09/04/19

Alexa - or: The Importance of Voice

Ten thousand employees. That is the number of people working on Amazon’s speech assistant Alexa. Add to this all the people working on Google’s, Apple’s, Samsung’s and Microsoft’s speech assistants and you get a sense for how important these companies take “the next frontier in user interfaces”. And speech is not just convenient – it also fundamentally changes the way interactions between users and products and services will work.

Take batteries. We all remember the Energizer bunny. The little, fluffy pink bunny which never ran out of steam as he was powered by the world’s leading battery brand “Energizer”. When you run out of batteries next, do you believe you will say to your voice assistant “Alexa – order a pack of Energizer MAX AAA Alkaline Battery” or will it be “Alexa – order batteries”?

If you do this on the web today, the world is pretty much in order: Amazon dutifully shows you the number one battery brand on the planet high up in its product listings. But the moment you ask Alexa – which batteries will Alexa ship you? Of course Amazon ships you Amazon Basic batteries. In the US Amazon’s online marketshare for all batteries being sold is 97%! And it is not just batteries – it is category after category which is dominated by Amazon. From skin care (91% marketshare) to home improvement (93%) or cleaning supplies (88%) and many more.

And it is not just (online) sales. Coming back to our beloved furry friend, the Energizer bunny: Where we spent significant amounts of money on marketing and brand building – from the creative team which dreamed up the bunny to the TV network which aired the ads. All of this will not matter anymore as you don’t see nor care about product brands all that much anymore when Alexa and Co. does the shopping for you.

Alexa and its ecosystem is growing at an exponential rate.
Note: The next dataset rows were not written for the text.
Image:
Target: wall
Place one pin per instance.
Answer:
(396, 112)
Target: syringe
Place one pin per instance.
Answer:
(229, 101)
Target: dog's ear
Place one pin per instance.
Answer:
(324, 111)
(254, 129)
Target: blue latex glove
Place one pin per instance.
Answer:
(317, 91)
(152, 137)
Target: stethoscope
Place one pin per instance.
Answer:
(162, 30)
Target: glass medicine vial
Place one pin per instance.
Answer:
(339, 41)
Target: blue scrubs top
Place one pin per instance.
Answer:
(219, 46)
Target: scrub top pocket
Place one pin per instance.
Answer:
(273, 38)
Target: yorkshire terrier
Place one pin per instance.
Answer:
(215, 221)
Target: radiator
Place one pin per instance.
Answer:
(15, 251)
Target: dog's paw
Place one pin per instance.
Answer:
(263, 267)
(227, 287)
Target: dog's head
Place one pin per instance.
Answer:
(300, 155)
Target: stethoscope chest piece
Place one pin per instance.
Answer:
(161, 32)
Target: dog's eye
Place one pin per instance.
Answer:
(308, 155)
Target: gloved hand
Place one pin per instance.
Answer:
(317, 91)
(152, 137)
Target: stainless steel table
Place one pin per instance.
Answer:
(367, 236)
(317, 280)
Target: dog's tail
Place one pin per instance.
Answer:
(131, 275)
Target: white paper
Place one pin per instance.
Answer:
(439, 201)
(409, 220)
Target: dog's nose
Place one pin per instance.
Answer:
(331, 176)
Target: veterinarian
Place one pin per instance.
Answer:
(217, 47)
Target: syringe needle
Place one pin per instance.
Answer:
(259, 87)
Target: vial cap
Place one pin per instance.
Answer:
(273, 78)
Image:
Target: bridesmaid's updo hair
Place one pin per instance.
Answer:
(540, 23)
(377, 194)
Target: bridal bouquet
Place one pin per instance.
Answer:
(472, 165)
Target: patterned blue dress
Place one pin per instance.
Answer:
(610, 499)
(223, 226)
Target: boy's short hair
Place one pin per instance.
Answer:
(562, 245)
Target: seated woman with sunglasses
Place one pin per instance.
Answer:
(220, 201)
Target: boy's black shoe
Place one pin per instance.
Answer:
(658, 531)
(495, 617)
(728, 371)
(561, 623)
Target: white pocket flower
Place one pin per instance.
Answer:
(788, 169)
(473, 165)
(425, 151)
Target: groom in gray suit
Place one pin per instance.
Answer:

In the US Amazon nearly doubled its installed base of Alexa-enabled smart devices from 25 million in the fourth quarter of 2017 to 46 million in the same quarter just one year later. Today Alexa cannot just order batteries for you, it does 99.999 other things as well. And learns 168 new skills every single day.

The important lesson is this: You don’t need to care about batteries to understand that voice will shift the decision from the mouse click of a consumer to the data-fed intelligence of the voice assistant. And this will be an as fundamental shift as there can be. We will do more and more things on and with our smart speakers. And they soon will be everywhere: In our home, our phones (and thus always with us), our car, our televisions. Voice, as a medium is much more versatile than computer or mobile phone screens – and it is much easier to integrate into many more devices and interactions.

And yet, you might look at voice as a curious oddity. As much as they are science fiction which has become real (remember the communicator from StarTrek?), they still have many flaws to overcome. They struggle with dialects, uncommon terms or complex commands. Given the huge investments being made into their further development combined with the continued exponential growth of the underlying technology platforms such as compute power and artificial intelligence as well as big data, it will only be a question of time until these systems become an inevitable part of our daily lives.

For voice interfaces to work, they need to reduce choice (nobody wants Alexa rattling down a list of all the batteries it has on offer), and with reduced choice these systems will need (and want) to make choices for us. Now the million dollar question becomes: Who controls what anymore?